A sensible question:
Hey Ben,
I’m a big fan of yours and I listen to your podcasts repeatedly at the gym.
I am currently trying to pick a strategy for content creation for my business…
-5,000 people mailing list
– 54,000 subs on YT and growing
– starting on other social channels as well
My question – on YouTube would you treat it like a daily email and pitch my program at the end of every video, or use the videos to build my list?
Survey says:
Use the videos to grow the email list.
My opinion is ALL roads lead to the list.
I have no blessed idea why anyone screws around trying to get people into social media, to their podcasts, to their YouTube, or to anywhere else, when all those sites should merely be vehicles to move people from other platforms onto YOUR platform, not the other way around. Unless, I suppose, you want to give the algorithms a quick shot of juice in your favor (which I do at times). And yet, send leads to other platforms instead of their own platform/list is exactly what a lot of people do.
Screw that.
If you are one of them, then tattoo this onto the back of your hands:
All roads leads to your emails list.
Or should.
That’s the “alpha and omega” of everything online if you have an email-driven business. It’s why, for example, my only website/blog’s purpose is to build an email list. It’s not to build trust. It’s not to demonstrate credibility. It’s not to educate, establish legitimacy, give value, show my writing, or to promote my “brand,” or anything else. All those things serve building the list, not the other way around. And the reason why is because the list is the beating heart of an email-driven direct response business online.
It all starts from there, flows from there, takes over from there.
This leads into another, related question that rolls in here on the regular:
“Ben why don’t you use tripwires to build your list”
Personally, I don’t do them.
For one thing, there is nothing new about them.
The concept has been around for probably 100 years. The whole “send a dollar for postage and I’ll send you xyz” thing in magazines and comicbooks were essentially that – which was a way to get people on a mailing list to offset ad costs. It’s just been updated with a name that gets people thinking it’s more exciting than it is. And, to be fair, if you have your numbers dialed in it’s not a bad thing to do, just like the wise use of more expensive self liquidating offers can be great. For example, one of my old clients back in the day hired me to rewrite all the sales letters for his info products. And he eventually stopped even collecting opt-ins and instead drove all traffic to a $80+ SLO, then only sold to those buyers with email.
And that’s fine.
Especially if you have 10,000+ visitors per day like he did.
And you have a kick ass back end in place like he did.
And you know all your numbers cold and run a $30+ million biz like he did.

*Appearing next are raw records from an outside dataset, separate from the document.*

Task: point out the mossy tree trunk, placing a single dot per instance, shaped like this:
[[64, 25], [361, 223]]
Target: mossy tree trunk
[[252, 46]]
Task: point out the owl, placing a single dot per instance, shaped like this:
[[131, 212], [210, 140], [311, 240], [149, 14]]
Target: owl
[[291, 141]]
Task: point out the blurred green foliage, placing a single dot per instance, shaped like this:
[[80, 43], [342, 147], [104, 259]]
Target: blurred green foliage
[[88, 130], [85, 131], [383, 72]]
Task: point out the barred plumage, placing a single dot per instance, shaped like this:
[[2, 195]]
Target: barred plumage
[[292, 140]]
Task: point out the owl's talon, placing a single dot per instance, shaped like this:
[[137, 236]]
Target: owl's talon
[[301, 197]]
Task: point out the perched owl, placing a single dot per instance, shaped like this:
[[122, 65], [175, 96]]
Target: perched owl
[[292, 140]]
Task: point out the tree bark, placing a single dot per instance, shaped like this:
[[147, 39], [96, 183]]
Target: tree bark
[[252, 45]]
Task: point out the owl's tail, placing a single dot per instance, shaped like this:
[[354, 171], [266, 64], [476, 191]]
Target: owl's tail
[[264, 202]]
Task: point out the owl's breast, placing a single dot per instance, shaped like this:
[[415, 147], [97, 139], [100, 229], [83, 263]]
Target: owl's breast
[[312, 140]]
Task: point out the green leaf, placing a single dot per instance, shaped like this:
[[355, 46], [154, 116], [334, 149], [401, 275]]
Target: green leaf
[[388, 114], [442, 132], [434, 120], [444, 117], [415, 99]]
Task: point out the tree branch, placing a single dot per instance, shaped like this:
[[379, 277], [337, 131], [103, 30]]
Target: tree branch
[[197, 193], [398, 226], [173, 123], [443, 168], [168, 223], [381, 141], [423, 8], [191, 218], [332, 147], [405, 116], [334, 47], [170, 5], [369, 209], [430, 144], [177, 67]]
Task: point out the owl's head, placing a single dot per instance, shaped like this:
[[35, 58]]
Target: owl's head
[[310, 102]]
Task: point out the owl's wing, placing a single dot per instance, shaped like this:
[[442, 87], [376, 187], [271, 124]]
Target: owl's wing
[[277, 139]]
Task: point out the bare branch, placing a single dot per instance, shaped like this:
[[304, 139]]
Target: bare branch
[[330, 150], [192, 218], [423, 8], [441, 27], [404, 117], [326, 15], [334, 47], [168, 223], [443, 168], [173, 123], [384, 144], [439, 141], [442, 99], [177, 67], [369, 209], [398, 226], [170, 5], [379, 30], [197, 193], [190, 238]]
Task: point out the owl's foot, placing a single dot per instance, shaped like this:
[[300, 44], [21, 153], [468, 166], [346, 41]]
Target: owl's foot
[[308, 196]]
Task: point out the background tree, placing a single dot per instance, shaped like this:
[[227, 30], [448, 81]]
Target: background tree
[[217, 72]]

But most of us don’t have all that going for us.
In fact, the vast majority of people reading this email are probably like me:
Kitchen table-entrepreneurs (I literally work on a wine barrel table in a detached guest house kitchen) with no employees, everything possible outsourced, just want to write, make money, and move on with life. For us’n regular folk, I suggest getting ‘em on a free opt-in list. Then, you can mail it daily using what I teach about writing emails (force) and what I teach about strategy (leverage, far more profitable than force), build a relationship while you sell, and in every single case I’ve ever seen, witnessed, or experienced… potentially rake in as much as 5 – 10x+ the results over time.
Plus, have a much stronger relationship with those buyers.
Which means they are probably far more likely to consume your offers.
Fare more likely to probably use your offers.
And, yes, far more likely to probably benefit and then tell everyone about your offers.
One more thought about this:
Last year I talked a lot about Psychological Marketing vs Sociological Marketing.
The client I mentioned above was pure Psychological.
And that’s fine — for a guy like him, with his kind of operation.
Me?
I’m a Sociological Marketing kinda guy. I invented that term about 5 years ago when writing my elBenbo Press book to describe the approach I use to my book and newsletter publishing model.
And doing what I do is more for Sociological vs Psychological Marketing.
Something I’m not going to go into here, as it is in the above book.
I just leave it for you to think about.